Lessons in Transit
This morning was a fairly ordinary morning on the bus.
Riding the bus has taken some getting used to for a prairie boy accustomed to wide open spaces, and driving everywhere and anywhere at the drop of a hat. I am not used to having to wait to get anywhere I want to go, and I am certainly not used to being squeezed like cattle into a bus or standing less than a foot away from a total stranger for forty minutes, both of us desperately pretending to look anywhere but at each other. I am not used to standing in the rain on a cold Vancouver morning while three buses blow by because they are full, and I am not used to taking three hours to warm up after the process described above.
I am also not used to the silence, and the sense of disconnectedness that I feel on a bus which is literally crammed full of people.
Some friends from school did an informal survey the other day, and discovered that out of the 10 people occupying the area of the bus they were sitting in, nine were hooked up to some form of electronic gadgetry (cell phones, laptops, iPods, you name it). I’m sure that I am not the first to notice the peculiarity of the phenomenon of large numbers of people occupying a small space resorting to any and all means possible to avoid talking to, or even acknowledging the presence of each other; however it struck me again this morning, especially when someone tried to change the situation.
We were almost on campus, and waiting at a stop light. There was the omnipresent dull droning of half-muted music leaking out of the innumerable headphones, and everyone was undoubtedly longing to escape the cramped confines of the bus. It was utterly silent (except for the aforementioned headphone leakage) when all of a sudden the bus driver starts talking into the microphone:
“I just thought I would take this moment, you know having a captive audience and all, to leave you all with a thought for the day. May you graduate to the level of your highest thoughts.”
And that was it. Undoubtedly you are curious as to what such a declaration might exactly mean—I confess that I remain perplexed as well; however, what caught my attention was not the content of the bus driver’s unsolicited philosophical interjection, but the response of the passengers.

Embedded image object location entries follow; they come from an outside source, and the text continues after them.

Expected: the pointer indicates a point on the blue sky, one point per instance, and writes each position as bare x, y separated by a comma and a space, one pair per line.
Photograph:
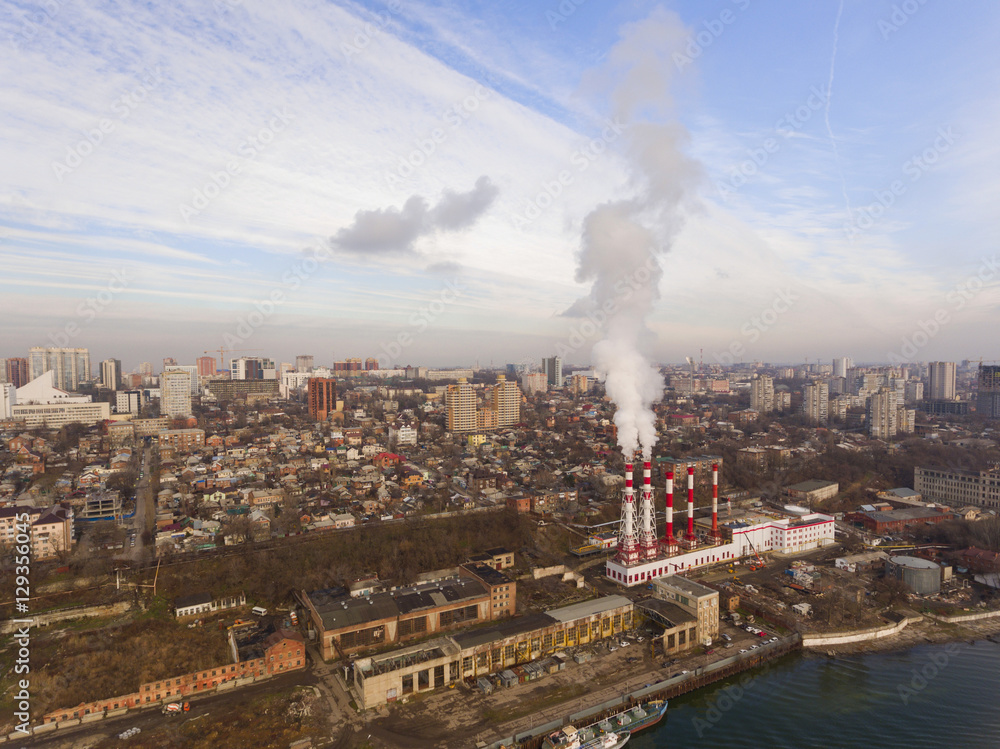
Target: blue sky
847, 195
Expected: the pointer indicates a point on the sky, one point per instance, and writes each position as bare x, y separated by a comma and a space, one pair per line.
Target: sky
411, 180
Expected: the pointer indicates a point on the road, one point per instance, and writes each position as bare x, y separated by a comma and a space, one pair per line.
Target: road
145, 512
151, 718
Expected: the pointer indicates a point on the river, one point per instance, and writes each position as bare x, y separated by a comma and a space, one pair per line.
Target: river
928, 697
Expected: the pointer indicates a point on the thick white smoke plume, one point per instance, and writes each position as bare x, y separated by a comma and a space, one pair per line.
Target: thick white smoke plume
622, 239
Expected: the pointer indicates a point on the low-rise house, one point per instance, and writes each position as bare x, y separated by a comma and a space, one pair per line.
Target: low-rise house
205, 603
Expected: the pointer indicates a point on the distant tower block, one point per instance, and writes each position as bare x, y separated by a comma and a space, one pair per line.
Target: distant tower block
690, 537
628, 543
669, 539
647, 524
715, 501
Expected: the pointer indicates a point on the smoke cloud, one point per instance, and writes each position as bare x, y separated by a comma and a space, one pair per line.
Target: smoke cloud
621, 240
394, 230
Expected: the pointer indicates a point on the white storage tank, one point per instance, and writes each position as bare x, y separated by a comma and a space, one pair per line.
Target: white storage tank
921, 575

Immediately after he was done, the bus was filled with snickering or outright laughter, combined with the knowing and condescending glances of the intelligentsia on their way to UBC. “What a nut-job” I’m sure many were thinking; “Who does he think he is?” “Just shut up and drive the bus—save your ideas for someone who asks for them.”
I’m not sure what our bus driver meant—maybe he was just making fun of us!—but I couldn’t help but wonder if he was just trying to play some small role in making the morning commute a more human procedure. I’m sure he sees countless self-absorbed university-types march onto his bus every morning, headphones in one ear, cell-phone in the other—maybe he just gets tired of it. Maybe he would like it if someone talked to him. Maybe he thinks that 60-70 people crammed into a tight space, all avoiding eye-contact or conversation with each other is abnormal! Maybe he was just trying to be a genuinely warm person, and wish his fellow human beings a pleasant day or give them something to think about. Maybe he thought that human beings ought to be more than little isolated islands running around, desperately trying to avoid each contact with each other…
Even though I didn’t really understand what this bus driver said or why he said it, it brought a smile to my face. I am undoubtedly guilty of romanticizing the experience, but I imagine him doing his small part in attempting to somehow unify his passengers, directing them away from their iPods and cell-phones, and toward a shared vision of some kind, even if he didn’t quite know how to articulate it, and even if it was only for the briefest of moments. We have so much stuff to distract us from each other—it was nice to be reminded that we are not meant to be islands, and that we do not need to be enslaved by the technological walls we put up between each other.
Several years ago I read The Brothers Karamazov by Dostoevsky, and the following quote came crashing back into my consciousness today (hard to believe it was written almost 130 years ago, before iPods, cell phones, internet…):
Some claim that the world is gradually becoming united, that it will grow into a brotherly community as distances shrink, and ideas are transmitted through the air. Alas, you must not believe that men can be united in this way. To consider freedom as directly dependent on the number of man’s requirements and the extent of their immediate satisfaction shows a twisted understanding of human nature, for such an interpretation only breeds in men a multitude of senseless, stupid desires and habits and endless preposterous inventions. People are more and more moved by envy now, by the desire to satisfy their material greed, and by vanity… Do you really think that such men are free?